Bir... bu bir rüyaydı. Gerçek değildi.
İki... bitmişti.
Üç... kaza aylar önce olmuştu.
Dört... yaşıyordum.
Beş... neredeyse tamamen iyileşmiştim.
Altı... Çenemi sıktım. her şeyi... kaybetmiştim.
Gerçekler odadaki havaya tutunmuş ve dört duvarı doldurmuştu. Gerçeklerle birlikte kalp atışlarımın ritmi düzene girdi. Hatta o kadar yavaşladı ki neredeyse durmuştu.
Oysaki kâbusun başlangıcı ne kadar güzeldi. Uzun zamandır görüşmediğim bir arkadaş gibi kendimi kucaklamıştım. Sıcaklık, samimiyet, mutluluk, gençlik enerjisi havada bir nabız gibi atıyordu. Köpekbalığıydım yine. Herkes tarafından sevilen, mutlu, başarılı, eve gittiğinde kendisini annesiyle babasının kucağında bulacak hayat dolu bir kızdım.
"Tek bir dileğim vardı." diye geceye fısıldadım. Şimdi bir dilek hakkım olsaydı dileyecek çok şeyim vardı.

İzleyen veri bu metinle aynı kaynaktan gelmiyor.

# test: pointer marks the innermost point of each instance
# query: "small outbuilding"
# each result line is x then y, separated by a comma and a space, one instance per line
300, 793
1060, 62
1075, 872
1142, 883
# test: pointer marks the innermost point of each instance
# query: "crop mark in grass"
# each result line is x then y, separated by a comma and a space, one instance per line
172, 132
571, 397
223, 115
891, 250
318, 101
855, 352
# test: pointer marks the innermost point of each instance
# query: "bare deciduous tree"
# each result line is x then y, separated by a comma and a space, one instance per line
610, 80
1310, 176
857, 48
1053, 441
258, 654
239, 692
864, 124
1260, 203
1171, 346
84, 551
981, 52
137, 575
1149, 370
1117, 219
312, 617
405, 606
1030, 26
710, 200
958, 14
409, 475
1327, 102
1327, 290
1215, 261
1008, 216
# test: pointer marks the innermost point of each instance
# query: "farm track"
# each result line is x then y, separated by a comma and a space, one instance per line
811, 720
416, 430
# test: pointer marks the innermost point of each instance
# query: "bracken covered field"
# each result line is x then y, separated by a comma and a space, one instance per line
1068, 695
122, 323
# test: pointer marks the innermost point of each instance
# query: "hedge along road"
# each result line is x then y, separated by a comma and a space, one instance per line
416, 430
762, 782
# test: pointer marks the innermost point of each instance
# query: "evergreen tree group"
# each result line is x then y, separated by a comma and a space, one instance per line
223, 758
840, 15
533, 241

Hava henüz karanlıktı ama gram uykum kalmamıştı. Telefonumun saati geceden kurduğum alarmımın çalmasına iki saatten fazla olduğunu söylüyordu. Yatakta yan döndüm. Gözlerimin ardına kadar açıktı.
Eşyalar odanın içinde karanlık gölgeler oluşturuyordu. Her birinin yerini ezbere biliyordum, hatta raflardaki kupaların ve madalyaların hepsini nerede kazanmış olduğumu tek tek sayabilirdim. Belki, kendimi biraz zorlarsam saniyeleri bile hatırlayabilirdim.

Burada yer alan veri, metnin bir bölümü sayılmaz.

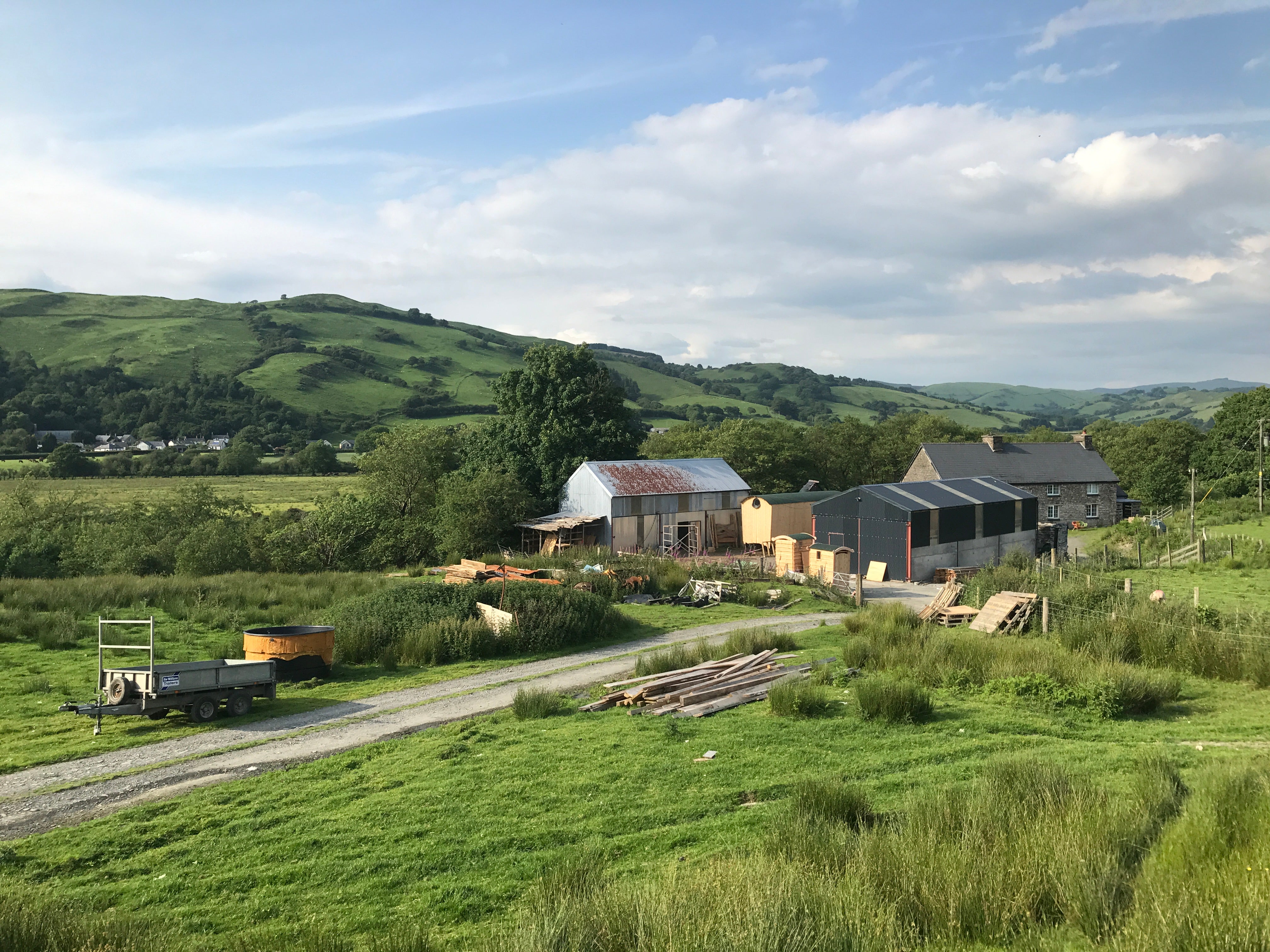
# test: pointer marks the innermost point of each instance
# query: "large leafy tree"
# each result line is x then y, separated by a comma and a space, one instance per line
1230, 449
1135, 451
561, 411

Gözlerim duvardaki posterlerden birine takıldı. Karanlıkta okuyamasam da üstünde ezbere bildiğim bir cümle yazılıydı. Gölgelerin içerisindeki Missy Franklin, sevdiğimiz şeyde daha iyi olmak için herkesten önce uyanmanın ne kadar harika olduğunu söylüyordu. Bir yıl öncesine kadar o posteri görmek yataktan hoplayarak kalkmam için yeterliydi. Şimdiyse oldukça ironik geliyordu.
İhtiyacım olsa da uyumak artık bir hayaldi.
Nefesimi gürültülü bir şekilde vererek yataktan doğruldum. Yüzüme düşen saçlarımı ittirirken şakaklarımın ıslak olduğunu hissettim. Ne olduğunu anlamak için elime bakmama gerek yoktu. Yine ağlamıştım. Çığlık atmadığıma dua ediyordum.
Bazen arabada çok uzun süre sıkışık kalıyordum. Ve uyanamıyordum.
En nefret ettiğim şey annemi yatağımın başında beni uyandırmaya çalışırken bulmaktı.
ŞİMDİ OKUDUĞUN
Güneşin Gülümsediği Yer
Подростковая литератураCiğerlerimi doldurabildiğim kadar havayla doldurdum ve tüm içtenliğimle tek bir şey diledim. Ama o gece hayatın benim için başka planları vardı. ... Güneş her şeye sahipti. Gelecek için büyük bir hayali, onu seven harika bir ailesi, her daim gü...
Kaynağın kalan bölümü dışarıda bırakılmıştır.